Otherwise few overriding negatives here; except for 'war'; except for a China possibly attacking Taiwan; and except for .. a longer-range plan .. to decouple trade from the U.S. Dollar. Just today we hear China has a deal with Brazil (a sort of friendly country) to commence trade without using the Dollar. Of all the 'black swans' or 'gray gooses' circling; the eventual Dollar role means most, of course aside the slaughter that actual combat with China would inevitably be. For the moment, on the weekend, the only Grey Goose might be 'bottled'.

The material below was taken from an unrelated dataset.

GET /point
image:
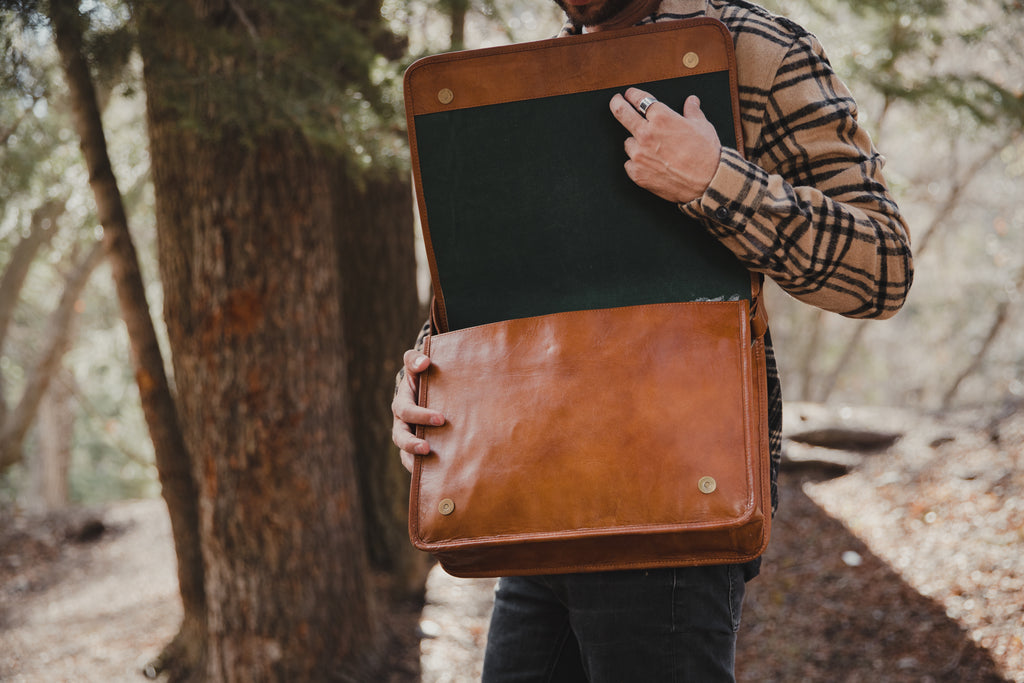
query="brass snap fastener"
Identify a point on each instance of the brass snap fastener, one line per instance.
(707, 484)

Absent a really big-blow-up militarily or financially; we're not moving into a sort of 'severe' earnings recession; but a 'milder' variation of earnings contraction, in some but not all areas. Thus it's tough to gauge recovery prospects, but it's Spring, the market is conforming to our overall forecast (erratic at times such as last month, but nevertheless with our 'inverse head & shoulders bottom' of last October undisturbed and unlikely to be challenged anytime soon); and we expect an ebb & flow but basically stable to higher in many stocks in April.
Notice I suggested "in many stocks", because unless something incredible like Apple buying Disney actually occurs (that would rocket the S&P itself); most of the action should be in smaller stocks, especially low-float candidates with a decent proportion of that float shorted, which provides fuel for rally ignition.
In sum: superb end-of-Quarter / month-end rally; and particularly in smaller stocks in which we thought the heavily shorted lower-float ones were primed to move for awhile, and this was the opportunity to do so. Follow-through will likely be contested, but at the moment most should squeeze shorts further in the new week, even if they have an initial effort to fade the first 'thrusts'.
This was largely Quarter-end 'window dressing'; to show on-the-books stock rather than just cash or Treasuries, as they miss an upside move; especially as relates to 'AI'. Lots more (with individual stock reflections) follows below.
I'll expand on other areas, including geopolitics, next week. It's important not to have the U.S. situation really cave-in, which is why whatever Fed intentions they need to recognize that in a time of military preparedness (China called it 'pre-war' in three separate 'dear leader' speeches this past month) we must be 'on point' and capable of financing the necessary advances where we lag adversaries. I'm not encouraging reckless spending; just 'peace thru strength'.
Friday was 'epic' in terms of how you squeeze a handful of oversold survivor small stocks, while bigger ones came along for the ride generally; not entirely.
I don't dispute that banking stress persists; but also that inflation is easing; as I have suggested for some time 'naturally'; and the PCE showed that. Now we have an upcoming CPI number; that too should reflect easing price pressures.
Bottom line: a few analysts are 'allowing' for a grinding upside move (how kind of them); while some technicians remain bearish (good; helps upside in this situation, but only short-term). Basically they are capitulating to the rally.
Dynamics next week include Oil (strong); the Dollar (not making much of the trading agreement between China and Brazil); and of course the CPI which I suspect will be friendly, as was the (adequately milder) PCE on Friday. We're optimistic that the market's rally was not a month-end 'head-fake', but gains a bit of staying power, though I expect it to be put on the defensive, essentially to test its mettle as we progress early in the new week.